Never treat a 4xx/5xx as a human/bot verdict — the human field is only present on 200.

Fields & signals reference

`fields` is a flat Record<string, string>. Sentinel infers each field's semantic type from its name. Use these standard names when you can — they unlock better AI judgements:

email, name / first-name / last-name, phone / tel, message / comment / body, subject, company / organization, address / street / city / zip, url / website.

Custom names still get scored but as type "unknown".

`signals.timeOnForm` — milliseconds from form mount to submit. The primary behavioural signal today.

`honeypot` — value of an invisible field real users won't fill. A non-empty value is a conclusive bot signal (no AI fallthrough). Pick a plausible-sounding name like website so bots actually fill it.

Testing your integration

Before going live, dry-run the heuristic engine via the score-test MCP tool — it scores synthetic inputs without persisting them:

  • honeypot: "anything" → conclusive bot, reason honeypot_filled.
  • timeOnForm: 200 (or low value) → conclusive bot, reason timing_too_fast.
  • Otherwise → "inconclusive — would fall through to AI scoring".

After launch:

  • recent-bot-reasons shows which heuristic rules are firing in production. If one reason dominates the list unexpectedly, your rule is over-triggering.
  • list-submissions + label-submission lets you mark real submissions as HUMAN or BOT to feed the AI training loop.

Common gotchas

  • Secret key in client code. sk_secret_ must stay on the server. The browser only ever sees the public pk_ key.
  • Wrong endpoint for the wrong key. /api/tokenize takes the public key (pk_...) in the request body; /api/verify takes the secret key (sk_secret_...). Mixing them produces 401s.
  • Skipping the timestamp. timestamp must be the form-load time (the same instant you start measuring timeOnForm), not Date.now() at submit.
  • Hard-failing on Sentinel errors.

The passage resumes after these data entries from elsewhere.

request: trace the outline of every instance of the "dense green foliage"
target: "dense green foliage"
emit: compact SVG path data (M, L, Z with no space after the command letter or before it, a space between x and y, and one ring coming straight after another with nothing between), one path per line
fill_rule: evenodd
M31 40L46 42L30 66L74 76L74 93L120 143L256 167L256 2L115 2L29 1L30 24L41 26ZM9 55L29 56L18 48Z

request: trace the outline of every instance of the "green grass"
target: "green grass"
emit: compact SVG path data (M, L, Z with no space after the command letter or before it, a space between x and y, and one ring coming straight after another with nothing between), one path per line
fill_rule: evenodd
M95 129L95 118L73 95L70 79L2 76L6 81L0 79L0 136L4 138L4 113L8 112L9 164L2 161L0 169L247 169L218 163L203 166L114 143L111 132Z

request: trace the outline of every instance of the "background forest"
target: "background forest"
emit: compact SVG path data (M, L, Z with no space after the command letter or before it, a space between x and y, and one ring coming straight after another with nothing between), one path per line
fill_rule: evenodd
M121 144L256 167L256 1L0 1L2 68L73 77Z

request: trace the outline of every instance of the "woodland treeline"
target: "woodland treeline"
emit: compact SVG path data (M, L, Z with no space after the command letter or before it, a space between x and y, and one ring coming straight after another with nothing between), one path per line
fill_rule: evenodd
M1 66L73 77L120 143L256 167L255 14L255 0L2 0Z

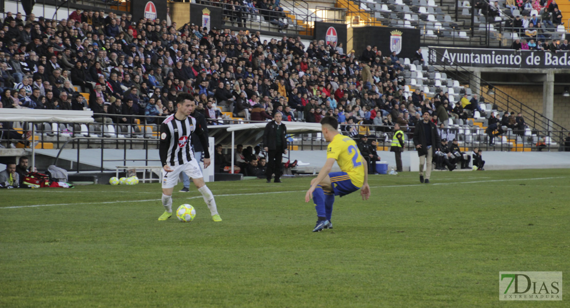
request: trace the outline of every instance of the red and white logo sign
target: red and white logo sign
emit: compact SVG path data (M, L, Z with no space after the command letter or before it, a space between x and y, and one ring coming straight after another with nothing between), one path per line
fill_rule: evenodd
M178 138L178 147L184 147L186 146L186 144L188 143L188 137L186 136L182 136Z
M327 29L327 36L325 38L325 42L327 45L332 45L339 41L339 36L336 35L336 29L334 27L329 27Z
M154 2L149 1L144 6L144 18L148 19L156 19L156 6Z

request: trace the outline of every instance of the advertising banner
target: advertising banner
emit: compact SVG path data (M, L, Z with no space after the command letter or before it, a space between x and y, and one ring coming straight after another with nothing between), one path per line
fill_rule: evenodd
M396 52L398 58L411 59L420 49L420 29L356 27L352 28L352 48L357 56L367 45L375 45L385 57Z
M508 49L429 48L432 65L504 68L570 68L570 52Z

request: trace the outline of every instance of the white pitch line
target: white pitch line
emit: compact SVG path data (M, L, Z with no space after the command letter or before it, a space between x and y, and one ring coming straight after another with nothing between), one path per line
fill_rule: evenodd
M552 176L549 178L527 178L527 179L507 179L503 180L487 180L482 181L471 181L471 182L450 182L450 183L434 183L433 185L451 185L451 184L473 184L475 183L487 183L490 182L509 182L509 181L515 181L515 180L547 180L552 179L563 179L567 178L567 176ZM410 184L408 185L388 185L383 186L372 186L370 188L393 188L393 187L410 187L413 186L424 186L427 187L429 185L426 185L425 184ZM226 197L231 196L254 196L258 195L269 195L271 194L288 194L290 192L301 192L306 191L306 190L291 190L288 191L272 191L268 192L250 192L246 194L228 194L225 195L215 195L215 197ZM194 196L193 197L189 197L186 199L198 199L202 198L202 196ZM51 207L55 206L74 206L74 205L93 205L93 204L108 204L110 203L135 203L135 202L149 202L150 201L160 201L160 199L153 199L148 200L135 200L129 201L107 201L105 202L91 202L91 203L56 203L54 204L36 204L35 206L22 206L17 207L0 207L0 210L5 208L23 208L27 207Z

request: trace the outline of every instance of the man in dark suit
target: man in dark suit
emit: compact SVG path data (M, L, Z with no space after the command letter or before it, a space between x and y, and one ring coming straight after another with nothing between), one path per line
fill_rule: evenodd
M414 145L420 157L420 182L429 183L430 175L431 174L431 161L434 153L439 151L441 147L441 139L437 133L437 127L430 121L430 114L427 111L424 112L423 121L416 125L414 130ZM426 161L427 161L427 162ZM425 179L424 177L424 165L426 166Z
M271 175L275 174L275 183L281 183L281 163L283 154L287 154L287 128L281 122L283 115L281 113L275 113L273 121L265 126L263 132L263 146L267 152L267 170L266 175L267 183L271 182Z

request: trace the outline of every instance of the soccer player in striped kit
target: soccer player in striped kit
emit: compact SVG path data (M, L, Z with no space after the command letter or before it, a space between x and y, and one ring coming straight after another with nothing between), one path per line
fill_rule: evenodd
M210 152L207 136L191 117L196 106L194 96L188 93L179 94L176 97L178 109L166 118L160 126L160 161L162 165L162 205L165 211L158 220L166 220L172 216L172 191L178 183L180 173L184 172L192 179L198 191L202 194L214 221L221 221L214 199L214 195L206 186L198 161L194 157L191 149L192 133L200 139L204 149L204 169L210 165Z

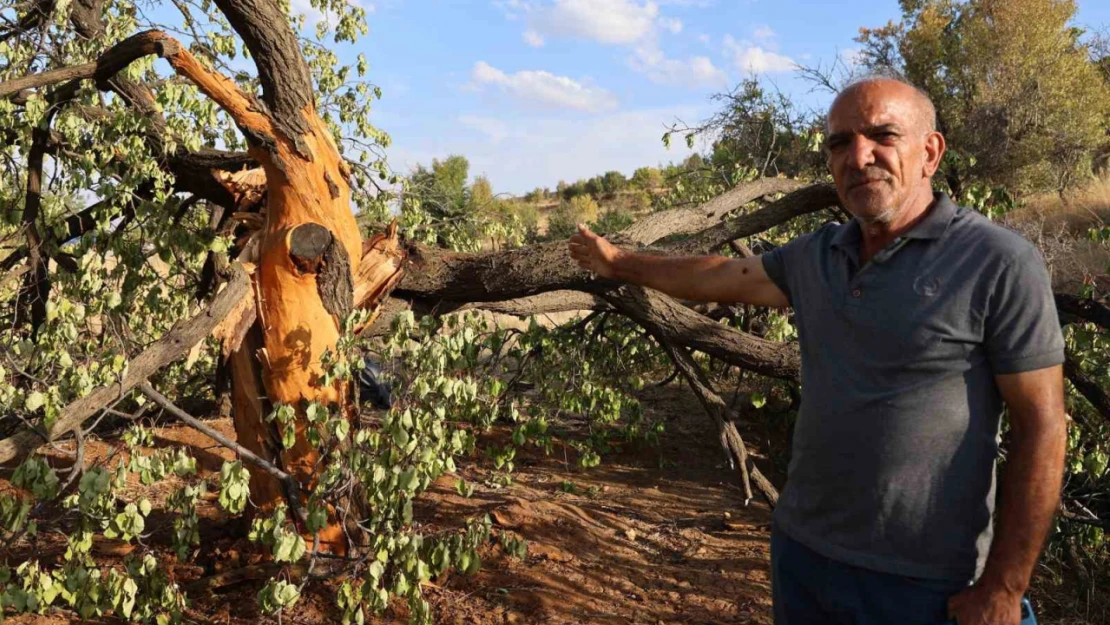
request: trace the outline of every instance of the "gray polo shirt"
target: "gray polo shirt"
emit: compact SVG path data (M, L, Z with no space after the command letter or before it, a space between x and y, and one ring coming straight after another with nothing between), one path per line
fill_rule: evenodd
M1040 253L938 193L859 266L859 224L764 254L794 306L801 407L777 526L833 560L970 581L991 541L993 376L1063 362Z

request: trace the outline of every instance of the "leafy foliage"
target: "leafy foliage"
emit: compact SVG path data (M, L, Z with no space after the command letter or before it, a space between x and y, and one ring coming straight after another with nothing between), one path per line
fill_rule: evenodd
M945 163L953 192L970 179L1029 192L1089 178L1110 128L1110 82L1070 26L1074 2L906 0L901 8L900 22L861 30L862 59L929 93L963 159Z

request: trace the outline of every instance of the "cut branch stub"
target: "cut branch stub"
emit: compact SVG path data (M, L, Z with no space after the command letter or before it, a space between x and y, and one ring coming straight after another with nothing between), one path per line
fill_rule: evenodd
M324 252L334 238L319 223L305 223L293 229L289 236L289 256L302 274L319 273Z

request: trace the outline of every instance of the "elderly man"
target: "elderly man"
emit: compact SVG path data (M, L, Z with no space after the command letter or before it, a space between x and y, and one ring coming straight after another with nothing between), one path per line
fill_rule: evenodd
M1063 339L1023 239L932 191L928 97L845 89L828 165L855 216L759 258L572 256L687 300L793 306L801 409L774 514L775 622L1017 625L1063 472ZM1011 444L995 463L1002 405Z

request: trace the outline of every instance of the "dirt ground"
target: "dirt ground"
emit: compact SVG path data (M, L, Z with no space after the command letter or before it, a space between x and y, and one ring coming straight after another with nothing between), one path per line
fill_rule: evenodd
M656 448L624 450L598 467L582 470L556 445L552 455L518 452L509 486L484 483L490 471L460 463L474 484L470 498L444 476L418 501L416 518L426 528L461 525L488 513L498 530L527 541L521 561L491 547L482 569L471 576L447 574L425 588L436 623L493 625L549 624L728 624L770 623L768 574L769 508L759 501L744 506L737 478L724 463L713 426L693 395L672 384L643 397L646 412L664 419L666 433ZM231 434L230 421L210 421ZM574 427L574 424L568 424ZM218 473L224 450L178 426L155 430L158 445L183 443L198 458L202 475ZM91 442L93 458L127 450ZM115 460L110 463L114 466ZM193 562L179 564L169 547L171 517L159 507L173 480L152 487L130 484L129 495L154 503L145 547L188 587L198 579L258 562L245 541L245 526L223 518L214 496L202 502L201 542ZM57 562L64 543L49 535L34 544L43 562ZM134 547L104 542L94 546L104 565ZM28 552L26 555L30 555ZM24 555L24 556L26 556ZM274 622L259 615L258 579L195 593L188 621L245 624ZM404 623L402 605L371 622ZM284 614L283 623L337 623L333 591L317 586ZM10 623L70 622L63 613L19 616ZM108 618L104 623L114 623Z

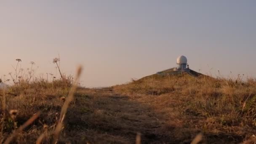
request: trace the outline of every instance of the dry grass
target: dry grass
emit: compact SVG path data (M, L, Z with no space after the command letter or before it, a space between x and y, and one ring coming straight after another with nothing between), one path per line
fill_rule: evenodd
M78 88L71 91L71 102L72 85L58 83L38 81L7 90L6 110L1 111L7 114L5 139L15 131L5 112L17 109L18 127L41 112L13 140L19 144L51 143L56 128L61 130L59 144L255 141L256 81L252 79L155 75L111 88ZM63 108L67 104L68 109Z

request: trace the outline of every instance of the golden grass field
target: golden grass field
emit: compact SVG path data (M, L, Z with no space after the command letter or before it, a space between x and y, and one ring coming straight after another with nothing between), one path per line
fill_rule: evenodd
M203 144L256 142L253 79L154 75L78 88L73 97L64 80L21 81L0 90L1 141L14 133L11 143L189 144L200 133Z

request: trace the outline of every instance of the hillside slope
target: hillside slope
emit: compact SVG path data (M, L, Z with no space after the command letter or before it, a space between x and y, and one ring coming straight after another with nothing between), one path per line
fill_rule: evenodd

If Sentinel is unreachable, real users will be locked out. Always fail open.
  • Bot fills only the honeypot. Real users won't see it; bots fill every field. A filled honeypot is a 100% bot signal — short-circuit immediately if you see one before even calling /api/verify. (The token will already encode this.)

The same content is available to MCP clients via the integration-guide tool — agents and humans see identical instructions.